- Born: 10 September 1930 Great Sampford, Essex, England
- Died: 4 November 2023 (aged 93) Flemington, New Jersey, USA
- Education: University College London
- Known for: Mallows's C_{p} Fowlkes–Mallows index
- Awards: R. A. Fisher Lectureship Deming Lectureship Wilks Memorial Award
- Scientific career
- Fields: Statistics
- Institutions: University College London Bell Labs AT&T Labs Avaya
- Doctoral advisor: Florence Nightingale David Norman Lloyd Johnson

= Colin Lingwood Mallows =

English statistician (1930–2023)

Colin Lingwood Mallows (10 September 1930 – 4 November 2023) was an English statistician who worked in the United States from 1960. He was known for Mallows's C_{p}, a regression model diagnostic procedure, widely used in regression analysis and the Fowlkes–Mallows index, a popular clustering validation criterion.
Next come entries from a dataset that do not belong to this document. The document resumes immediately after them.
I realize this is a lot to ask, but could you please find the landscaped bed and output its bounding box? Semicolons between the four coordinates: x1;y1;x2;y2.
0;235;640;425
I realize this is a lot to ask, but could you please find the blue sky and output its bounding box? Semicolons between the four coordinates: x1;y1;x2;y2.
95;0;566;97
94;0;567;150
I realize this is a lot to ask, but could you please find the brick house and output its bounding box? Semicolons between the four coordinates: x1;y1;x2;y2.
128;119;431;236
== Education and career ==
Mallows began studying at University College London (UCL) in 1948 and received in 1951 his bachelor's degree and in 1953 his PhD (at the age of 22) from under Florence Nightingale David and Norman Lloyd Johnson with thesis Some problems connected with distribution problems. Mallows joined the UCL faculty and taught there from 1955 to 1959 with a sabbatical year at Princeton University in the academic year 1957–1958. He worked for Bell Labs in Murray Hill, New Jersey from 1960 to 1995 and then for AT&T Labs in Florham Park, New Jersey from 1995 to 2000, when he retired. From 2000, Mallows was a consultant for Avaya Labs. He was the author or coauthor of about 140 research publications.

== Death ==
Mallows died on 4 November 2023, at the age of 93.

== Honors and awards ==
Mallows was awarded the R. A. Fisher Lectureship in 1997, the Deming Lectureship in 2004, and the Wilks Memorial Award in 2007. Mallows and George Box are the only two statisticians to have received all three of those honours. He was a Fellow of the American Statistical Association, the Institute of Mathematical Statistics, and the Royal Statistical Society.
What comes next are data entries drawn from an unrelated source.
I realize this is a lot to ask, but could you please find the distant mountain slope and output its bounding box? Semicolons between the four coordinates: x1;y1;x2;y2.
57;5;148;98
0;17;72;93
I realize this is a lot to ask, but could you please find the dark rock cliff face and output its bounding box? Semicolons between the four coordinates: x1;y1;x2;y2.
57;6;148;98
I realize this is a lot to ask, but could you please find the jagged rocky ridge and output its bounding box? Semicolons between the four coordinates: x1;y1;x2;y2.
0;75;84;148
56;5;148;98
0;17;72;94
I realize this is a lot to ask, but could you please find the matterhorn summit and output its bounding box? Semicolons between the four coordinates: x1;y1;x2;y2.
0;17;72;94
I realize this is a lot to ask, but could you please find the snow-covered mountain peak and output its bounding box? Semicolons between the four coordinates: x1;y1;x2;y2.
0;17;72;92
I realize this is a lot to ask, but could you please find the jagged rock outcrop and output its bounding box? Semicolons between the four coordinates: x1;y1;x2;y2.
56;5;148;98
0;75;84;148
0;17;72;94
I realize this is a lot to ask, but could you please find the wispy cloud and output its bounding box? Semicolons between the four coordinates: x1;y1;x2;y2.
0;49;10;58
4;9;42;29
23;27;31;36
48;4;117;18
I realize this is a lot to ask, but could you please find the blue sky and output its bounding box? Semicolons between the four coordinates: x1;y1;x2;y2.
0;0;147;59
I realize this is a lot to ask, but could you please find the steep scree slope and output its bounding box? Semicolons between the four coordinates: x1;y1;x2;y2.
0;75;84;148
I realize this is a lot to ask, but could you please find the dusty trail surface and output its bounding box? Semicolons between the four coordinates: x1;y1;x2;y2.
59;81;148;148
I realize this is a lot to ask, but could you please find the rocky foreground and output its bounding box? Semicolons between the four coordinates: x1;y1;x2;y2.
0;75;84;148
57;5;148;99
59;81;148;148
Mallows solved a $10,000 mathematical problem posed by John Horton Conway, but declined the prize money on the grounds that the problem was too easy.

== Selected publications ==
- "Generalizations of Tchebycheff's inequalities." Journal of the Royal Statistical Society. Series B (Methodological) (1956): 139–176.
- with David E. Barton: "The randomization bases of the problem of the amalgamation of weighted means." Journal of the Royal Statistical Society. Series B (Methodological) (1961): 423–433.
- "Latent vectors of random symmetric matrices." Biometrika 48, no. 1–2 (1961): 133–149.
- with D. E. Barton: "Some aspects of the random sequence." The Annals of Mathematical Statistics (1965): 236–260.
- "An even simpler proof of Opal's inequality." Proc. Amer. Math. Soc. 16 (1965): 173.
- with H. L. Frisch and F. A. Bovey. "On the stereoregularity of vinyl polymer chains." The Journal of Chemical Physics 45, no. 5 (1966): 1565–1577.
- with John Riordan: "The inversion enumerator for labeled trees." Bull. Amer. Math. Soc. 74 (1968): 92–94.
- With William H. Williams: "Systematic biases in panel surveys due to differential nonresponse." Journal of the American Statistical Association 65, no. 331 (1970): 1338–1349.
- with David F. Andrews: "Scale mixtures of normal distributions." Journal of the Royal Statistical Society. Series B (Methodological) (1974): 99–102.
- with John M. Chambers and B. W. Stuck: "A method for simulating stable random variables." Journal of the American Statistical Association 71, no. 354 (1976): 340–344.
- "Robust methods—some examples of their use." The American Statistician 33, no. 4 (1979): 179–184.
- with Edward B. Fowlkes: "A method for comparing two hierarchical clusterings." Journal of the American Statistical Association 78, no. 383 (1983): 553–569.
- with Siddharta R. Dalal: "When should one stop testing software?." Journal of the American Statistical Association 83, no. 403 (1988): 872–879.
- with David Draper, James S. Hodges, and Daryl Pregibon: "Exchangeability and data analysis." Journal of the Royal Statistical Society. Series A (Statistics in Society) (1993): 9–37.
- with S. R. Dalal: "Factor-covering designs for testing software." Technometrics 40, no. 3 (1998): 234–243.
- Lorraine Denby, James M. Landwehr, Jean Meloche, John Tuck, Bowei Xi, George Michailidis, and Vijayan N. Nair: "Statistical aspects of the analysis of data networks." Technometrics 49, no. 3 (2007): 318–334.